The slowdown became especially clear toward the end of the year. In December alone, vehicle sales dropped 14.5 percent year-on-year to 2.28 million units, a sharper fall than November’s 8.5 percent decline and the steepest monthly drop since February 2024. Looking at the full year, total car sales grew by 3.9 percent, down from 5.3 percent in 2024, confirming that the market is losing steam after years of rapid expansion.
Electric Cars Still Win, but the Pace Eases
Even as overall growth slowed, electric and plug-in hybrid vehicles reached a major milestone. For the first time on an annual basis, new energy vehicles outsold traditional gasoline-powered cars. Still, the segment is no longer growing at breakneck speed. Sales rose 17.6 percent in 2025, a significant slowdown compared to the 40.7 percent surge seen a year earlier.
The cooling demand was most evident in the final quarter, after several cities and provinces scaled back or completely suspended government-supported car replacement incentives due to funding shortages. With fewer subsidies and cautious consumers, competition intensified across the world’s largest automotive market.
Big Names Miss Targets as Global Markets Step In
The tougher environment took its toll on major manufacturers. Automakers such as Changan, FAW, Li Auto, and Nio all fell short of their sales targets for the year. Even BYD, China’s largest carmaker, posted its slowest sales growth in five years — though it still came close to hitting its revised goal of 4.6 million vehicles.

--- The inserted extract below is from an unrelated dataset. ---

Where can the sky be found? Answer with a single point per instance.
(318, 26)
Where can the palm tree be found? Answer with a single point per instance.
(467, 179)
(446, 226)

What helped soften the blow was overseas demand. BYD, in particular, leaned heavily on international markets, selling more than one million vehicles abroad. That push allowed the company to overtake Tesla and claim the title of the world’s largest electric vehicle maker over the past year.
Exports Become the Industry’s Safety Net
China’s vehicle exports continued to surge despite domestic headwinds. Total exports climbed 19.4 percent to 5.79 million units, while shipments of electric and plug-in hybrid vehicles soared by 86.2 percent to 2.42 million units. These results exceeded earlier expectations, especially given forecasts that export growth would slow sharply in 2025.
While the local market shows clear signs of fatigue, China’s automotive industry is proving it can adapt. By expanding aggressively beyond its borders, carmakers are reshaping their growth strategy — turning global demand into a critical pillar as the domestic market enters a more challenging phase.